One mixed fluid system includes the initial application of a
collection aid, such as water, onto a surface to be sampled, such
as a wood desktop, followed by positioning of the sampling
apparatus with the filter cartridge disposed against the surface
and drawing air or an inert gas across the wet surface and through
the filter element. Still, the collection aid may be applied before
and/or during the sample collection using the motive fluid.

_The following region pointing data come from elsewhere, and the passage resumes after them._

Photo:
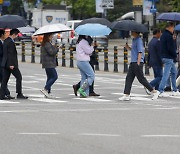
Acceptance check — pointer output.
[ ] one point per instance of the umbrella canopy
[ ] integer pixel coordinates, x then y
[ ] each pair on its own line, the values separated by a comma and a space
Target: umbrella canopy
12, 21
177, 28
53, 28
93, 30
170, 16
129, 25
26, 29
101, 21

[0024] Where the fluid source is ambient air, the drain will
typically release the air back into the surrounding environment.
Inert gases may be disposed of similarly in small quantities. When
the drain receives both gases and liquids, it is preferred that the
drain system include a gas/liquid separator to facilitate separate
handling or disposal of these fluids. In portable systems, gases
such as air will be immediately released into the surrounding
environment to reduce the required storage capacity of the drain
system. Liquids will typically be collected in a reservoir for
batch-wise disposal, although they could likewise be continuously
released or disposed of.
[0025] The combination of fluid drain and fluid source must provide
a pressure differential that will cause sufficient fluid flow from
the source to the drain in order to collect the sample. The
pressure differential may be caused by any suitable combination of
source pressure/drain pressure, such as atmospheric source
pressure/vacuum drain pressure, high source pressure/atmospheric
drain pressure, or high source pressure/vacuum drain pressure. The
exact pressure differential may vary significantly depending upon
the nature and condition of the sample to be collected. However, a
pressure differential of between about 2 psig and about 14 psig is
preferred. In one preferred embodiment, the dimensions of the
filter cartridge are taken into consideration along with the
differential pressure of the motive fluid in order to provide
turbulent fluid flow conditions across the surface to be sampled.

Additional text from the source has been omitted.